As much as we may want to cast 2020 from our memories, the years’ troubles came with just as many important trends, and the advertising industry would be wise to keep them in mind as this year unfolds. Now that the dust has mostly settled on our now out of date calendars, let’s take a look at what 2020 did to the advertising industry, the consumer, and how its influence may stretch far into this decade. We cant forget the wild year America, as well as the rest of the world had, and we would be wise to recognize the great change, odd trends, and cultural shifts that we experienced. Like they say, hindsight really is… (too soon? I’ll skip that one for now). Onward!
The first intense shift in the advertising industry was at the onset of the pandemic. Brands had to react to a completely changed world and consumer-base. Many brands pulled campaigns they were running, drastically cutting ad spend as sales evaporated. Relevancy and profits hung in the balance as Search, Display and TV advertising spend all took nosedives in the billions of dollars. Heartfelt, warm yet repetitive messages about togetherness, “alone, together” and “we are here to serve you” themed ads were everywhere. But this is what the people needed.
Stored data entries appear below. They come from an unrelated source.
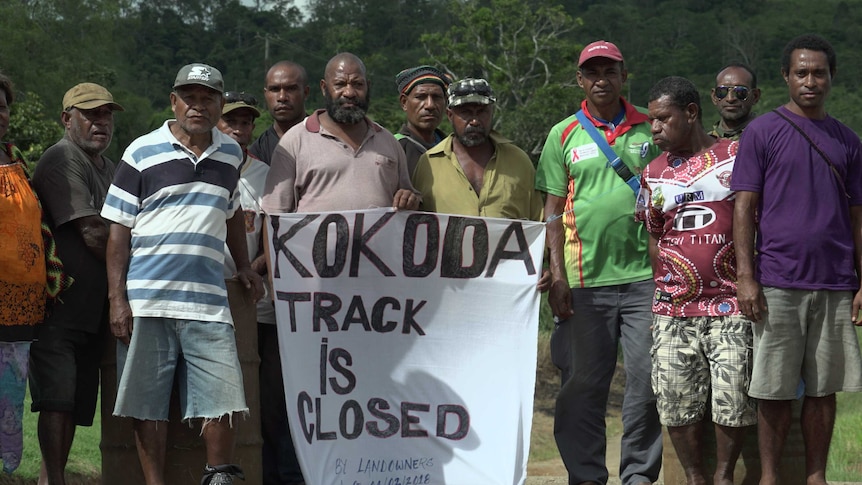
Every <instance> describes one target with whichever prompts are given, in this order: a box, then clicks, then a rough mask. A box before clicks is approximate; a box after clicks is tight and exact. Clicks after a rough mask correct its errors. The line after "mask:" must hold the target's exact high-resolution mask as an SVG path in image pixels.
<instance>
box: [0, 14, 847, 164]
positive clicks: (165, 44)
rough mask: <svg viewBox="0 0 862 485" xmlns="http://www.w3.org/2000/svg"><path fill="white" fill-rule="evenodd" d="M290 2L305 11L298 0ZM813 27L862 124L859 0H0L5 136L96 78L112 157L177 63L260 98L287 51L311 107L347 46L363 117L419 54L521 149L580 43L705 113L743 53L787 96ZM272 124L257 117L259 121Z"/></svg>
mask: <svg viewBox="0 0 862 485" xmlns="http://www.w3.org/2000/svg"><path fill="white" fill-rule="evenodd" d="M300 6H301V8H300ZM806 32H815V33H818V34H820V35H823V36H824V37H826V38H827V39H828V40H829V41H830V42H832V44H833V45H834V46H835V50H836V52H837V54H838V72H837V75H836V77H835V79H834V85H833V91H832V94H831V97H830V100H829V102H828V105H827V107H828V110H829V112H830V113H831V114H832V115H833V116H835V117H836V118H838V119H840V120H842V121H844V122H845V123H847V124H848V125H849V126H851V127H852V128H854V129H855V130H856V131H857V132H859V131H860V130H862V110H860V108H862V93H860V83H859V79H860V78H862V49H860V43H862V1H858V0H842V1H832V0H820V1H818V2H809V1H802V0H758V1H751V0H722V1H712V0H616V1H615V2H604V1H603V2H599V1H588V0H580V1H579V0H569V1H552V0H309V1H308V2H302V3H297V2H294V1H292V0H276V1H272V0H243V1H242V2H240V1H239V0H3V1H2V2H0V70H2V71H4V72H5V73H6V74H7V75H9V76H10V77H11V78H12V80H13V81H14V82H15V87H16V93H15V94H16V102H15V104H14V105H13V106H12V121H11V127H10V130H9V132H8V134H7V135H6V141H12V142H15V143H16V144H18V145H19V146H20V147H21V148H22V149H24V150H26V152H27V155H28V157H29V158H30V159H31V160H32V161H35V160H36V159H38V157H39V155H40V154H41V152H42V151H43V150H44V149H45V148H47V146H49V145H51V144H52V143H54V142H55V141H56V140H57V139H58V137H59V136H60V135H61V133H62V131H61V128H60V125H59V121H58V120H59V112H60V109H61V107H60V104H61V99H62V97H63V93H65V91H66V90H67V89H68V88H70V87H71V86H73V85H74V84H76V83H78V82H84V81H91V82H97V83H100V84H103V85H104V86H106V87H108V88H109V89H110V90H111V91H112V93H113V94H114V96H115V99H116V100H117V101H118V102H119V103H121V104H123V106H125V108H126V111H125V112H123V113H119V114H118V115H117V116H116V131H115V136H114V142H113V144H112V146H111V147H110V149H109V152H108V155H109V156H110V157H111V158H113V159H114V160H116V159H118V158H119V157H120V155H121V153H122V151H123V149H124V148H125V147H126V146H127V145H128V144H129V143H130V142H131V141H132V140H133V139H134V138H136V137H137V136H139V135H141V134H143V133H146V132H148V131H150V130H152V129H153V128H155V127H157V126H158V125H160V124H161V123H162V122H163V121H164V120H165V119H167V118H169V117H171V112H170V106H169V99H168V94H169V92H170V89H171V85H172V83H173V79H174V76H175V75H176V72H177V70H178V69H179V67H180V66H182V65H184V64H187V63H189V62H194V61H202V62H206V63H209V64H211V65H213V66H216V67H217V68H219V69H220V70H221V71H222V73H223V74H224V76H225V81H226V86H227V88H229V89H233V90H240V91H246V92H250V93H252V94H254V95H256V96H257V98H258V100H259V102H260V103H263V96H262V89H263V78H264V74H265V72H266V69H267V68H268V67H269V66H270V65H271V64H272V63H274V62H276V61H278V60H281V59H289V60H293V61H296V62H299V63H300V64H302V65H304V66H305V67H306V68H307V70H308V73H309V80H310V84H311V86H312V89H311V93H312V95H311V98H310V99H309V102H308V103H307V105H306V107H307V108H308V109H309V110H312V109H314V108H316V107H319V106H322V103H323V99H322V96H321V94H320V89H319V87H318V81H319V79H320V78H321V77H322V74H323V68H324V65H325V64H326V61H327V60H328V59H329V58H330V57H332V55H334V54H335V53H337V52H340V51H350V52H353V53H355V54H357V55H358V56H360V57H361V58H362V59H363V60H364V61H365V63H366V65H367V67H368V71H369V77H370V79H371V82H372V102H371V110H370V113H369V115H370V116H371V117H372V118H374V119H375V120H377V121H378V122H380V123H382V124H383V125H384V126H386V127H388V128H389V129H390V130H395V129H397V128H398V126H399V125H400V123H401V121H402V119H403V114H402V112H401V110H400V107H399V105H398V98H397V93H396V89H395V85H394V77H395V74H396V73H398V72H399V71H400V70H401V69H403V68H405V67H410V66H414V65H418V64H422V63H430V64H435V65H438V66H440V67H442V68H444V69H446V70H448V71H449V72H450V73H452V74H453V76H455V77H456V78H462V77H466V76H481V77H485V78H487V79H488V80H489V81H490V82H491V84H492V86H493V87H494V89H495V90H496V91H497V94H498V109H497V112H496V115H495V124H496V128H497V129H498V130H499V131H501V132H502V133H503V134H504V135H506V136H508V137H509V138H512V139H514V140H515V141H516V142H517V143H518V144H519V145H520V146H521V147H522V148H524V149H525V150H526V151H527V152H528V153H530V154H531V155H532V156H534V157H535V156H537V154H538V153H539V152H540V151H541V147H542V144H543V143H544V139H545V136H546V135H547V131H548V129H549V128H550V127H551V125H553V124H554V123H556V122H557V121H559V120H561V119H562V118H564V117H565V116H567V115H569V114H571V113H573V112H574V111H575V110H576V108H577V106H578V105H579V103H580V101H581V99H582V98H583V93H582V91H581V90H580V89H579V88H578V87H577V84H576V82H575V69H576V64H577V58H578V54H579V52H580V50H581V48H582V47H583V46H584V45H585V44H587V43H589V42H591V41H593V40H596V39H606V40H610V41H613V42H615V43H616V44H617V45H619V47H620V48H621V50H622V52H623V55H624V56H625V57H626V66H627V68H628V71H629V80H628V83H627V85H626V87H625V93H624V94H625V96H626V97H627V98H628V99H629V100H631V101H632V102H634V103H635V104H639V105H644V104H645V103H646V93H647V91H648V90H649V88H650V86H651V85H652V84H653V83H654V82H655V81H657V80H658V79H660V78H662V77H664V76H668V75H680V76H685V77H688V78H689V79H691V80H692V81H694V82H695V83H696V84H697V85H698V86H699V88H700V89H701V93H702V95H703V102H704V108H705V109H704V112H705V116H704V122H705V124H706V125H710V124H711V123H713V122H714V121H715V120H716V118H717V116H716V115H715V111H714V109H712V105H711V103H710V101H709V98H708V95H709V89H710V88H711V87H712V86H713V84H714V82H715V74H716V72H717V71H718V70H719V69H720V68H721V67H722V66H723V65H725V64H727V63H728V62H731V61H743V62H746V63H748V64H749V65H751V66H752V67H753V68H754V69H755V70H756V72H757V75H758V84H759V87H761V89H762V90H763V97H762V99H761V102H760V104H759V105H758V106H757V107H756V108H755V109H756V111H758V112H764V111H767V110H769V109H772V108H774V107H776V106H778V105H780V104H783V103H784V102H786V99H787V90H786V87H785V85H784V82H783V80H782V79H781V76H780V72H779V61H780V55H781V50H782V48H783V46H784V45H785V44H786V43H787V41H789V40H790V39H791V38H793V37H795V36H796V35H799V34H802V33H806ZM269 123H270V119H269V118H268V115H265V116H264V118H263V119H261V120H259V121H258V126H257V131H258V132H261V131H263V130H264V129H265V128H266V127H267V126H268V125H269Z"/></svg>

Frightened and anxious, having their beloved brands share messages of hope, encouragement and camaraderie was taken well.
Despite the dip, advertising spend is expected to bounce back, and as we have seen at the end of 2020 and into the new year, brands are being more innovative and creative than ever, taking a healthy advantage of the times and making fun, powerful content to reach their audience at home….
For most consumers, there was no place like home. Mostly as there was no place else to go. This triggered a massive shift in media consumption, shopping habits and spending patterns. Consumers were no longer exposed to billboards, guerilla tactics, and in-person shopping. In turn, digital advertising became absolutely critical for brands, with profit and relevancy in check. People need to stay connected, and when it can’t be with people, a TV suffices. Streaming skyrocketed in popularity, online shopping platforms became second nature, and this led to large shifts in consumer buying habits. Brands recognized that their advertising strategy needed to recognize this shift to online and at home, and the importance of a good website, app, delivery and other touchless, virtual tools cannot be overstated. WFH (work from home) became the normal, and another blog could be written on the fate of the in-person workplace, and if the advertising industry will generally remain WFH once the COVID threat has subsided, or if the removal of The Office from Netflix was an omen…
Where it Matters Most
One cannot ignore the social and political movements that swept through the nation, and neither could brands. Rather than blocking out the news and focusing on their brand’s message, brands decided to come alongside the news and social issues, deciding “to appear alongside content that aligned with their values”, writes the IAS Team from their article about 2020 ad trends. Rather than ignoring what was going on, brands quickly saw that to remain relevant, they had to address the issues going on, many times coming alongside their audience in the fight against racism. Brand transparency, representation and diversity rose in importance (rightfully so), and we can expect this trend to continue as the national fight against system racism continues through the decade.
Brands learned to adapt, fast. 2020 proved a great struggle for all of us, and maintaining relevance, brand love and sales was no small feat for many brands. Yet we are resilient creations, with a knack for making do, learning, and pushing through when times get tough.
These large trends of online shopping, social justice and streaming are a few of many trends that 2020 started, and accelerated into 2021. As this year develops, take care to notice the broad themes and movements across the industry, society, current events, and how they all mingle. Let’s make foresight 2021.